Home > The Burning White (Lightbringer #5)(33)

The Burning White (Lightbringer #5)(33)
Author: Brent Weeks

There you go, grandfather. I don’t know if you could have done better yourself.

Maybe Kip was learning something about this diplomacy business after all.

‘Kip’? Make that ‘Satrap Guile.’

 

 

Chapter 15


“You still don’t trust me,” Aliviana said.

The White King didn’t even turn from the mortal he was conversing with, some engineer or something. “You can’t lie, my dear. Why would I trust you?”

“What is that supposed to mean?” She let the ‘my dear’ go this time.

He shot her that deprecatory look again. “You’re honest. You have to be, so I trust you not to lie to me. I also trust you to be lousy at lying to anyone else.”

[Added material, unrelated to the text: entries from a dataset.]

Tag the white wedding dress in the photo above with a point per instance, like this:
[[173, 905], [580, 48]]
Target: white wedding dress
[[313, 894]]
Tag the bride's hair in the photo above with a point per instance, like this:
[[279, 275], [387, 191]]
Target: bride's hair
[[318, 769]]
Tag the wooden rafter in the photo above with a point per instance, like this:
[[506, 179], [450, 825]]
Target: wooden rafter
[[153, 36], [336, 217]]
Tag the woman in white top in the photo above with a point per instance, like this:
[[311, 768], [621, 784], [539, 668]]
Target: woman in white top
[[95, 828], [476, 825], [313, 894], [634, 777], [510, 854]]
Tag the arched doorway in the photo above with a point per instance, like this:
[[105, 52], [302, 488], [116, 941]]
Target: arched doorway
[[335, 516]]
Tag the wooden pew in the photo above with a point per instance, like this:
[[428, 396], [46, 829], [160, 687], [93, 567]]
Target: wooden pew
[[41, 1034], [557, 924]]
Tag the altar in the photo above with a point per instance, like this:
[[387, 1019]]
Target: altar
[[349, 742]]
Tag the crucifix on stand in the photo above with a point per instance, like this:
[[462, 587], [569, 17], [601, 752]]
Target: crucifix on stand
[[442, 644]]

“I’m not a child,” she said.

Still not turning toward her, he said, “What do you want, Liv?” exactly as one would address a child.

The engineer made to withdraw.

“Why have I been denied being in charge of communications? I’m Ferrilux, goddess of superviolet. It is what I do.”

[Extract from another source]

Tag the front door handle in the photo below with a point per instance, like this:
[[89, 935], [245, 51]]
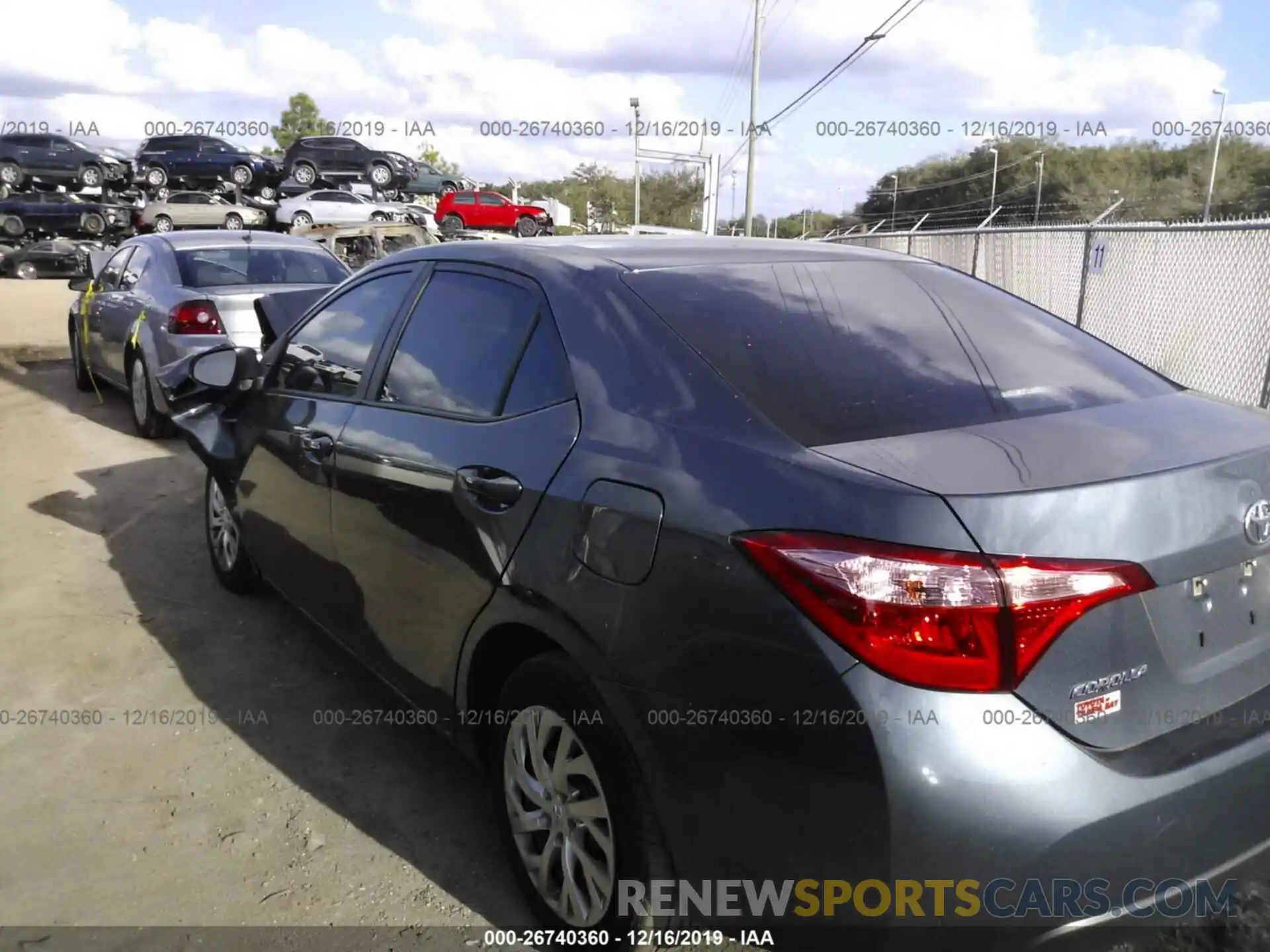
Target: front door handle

“It is what you will do,” Koios said. “Integrating our forces will take time, and I can’t risk you bungling anything at this juncture.”

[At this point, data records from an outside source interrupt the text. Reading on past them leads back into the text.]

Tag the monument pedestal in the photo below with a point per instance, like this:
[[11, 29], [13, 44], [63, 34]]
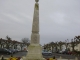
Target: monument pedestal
[[34, 52], [35, 49]]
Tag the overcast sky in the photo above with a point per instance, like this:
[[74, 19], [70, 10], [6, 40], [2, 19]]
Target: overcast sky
[[59, 19]]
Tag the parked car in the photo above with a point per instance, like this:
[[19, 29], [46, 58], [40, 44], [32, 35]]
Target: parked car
[[12, 50], [60, 52], [46, 53], [5, 51]]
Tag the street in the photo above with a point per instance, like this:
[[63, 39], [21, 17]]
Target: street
[[20, 54]]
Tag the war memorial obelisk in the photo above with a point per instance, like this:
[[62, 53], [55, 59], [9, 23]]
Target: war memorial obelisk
[[34, 49]]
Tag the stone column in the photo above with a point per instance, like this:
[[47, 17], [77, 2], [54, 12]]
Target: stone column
[[35, 49]]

“So you don’t trust me not to bungle things?”

“Yes, that’s exactly it,” he said.

“Fuck you,” she said.

He made no move toward her, but the papers in his hands suddenly went up in flames. The engineer staggered backward and fell with a yelp.

“My apologies,” Koios said to the man finally.

“No trouble at all, Your Majesty,” he said, slowly getting up and retreating. “I’ll redraw the schematics and bring them back immediately.”

“No need. It looks excellent. You may go.”

Koios turned toward her. “Not in front of the mortals, please?”

“Done,” she said. “I want access to all your research as you promised, and my bane. It’s been two days since we took our oath—”

“You were supposed to show me how to make my own oath stones!”

“I did.”

“You know my superviolets couldn’t follow what you did.”

Of course she did.

“You will know how to make oath stones before I leave, this I promise. After the battle. I couldn’t very well hand you chains you could so easily put on me, now, could I?”

He took a deep breath. “You won. I shan’t underestimate you again.”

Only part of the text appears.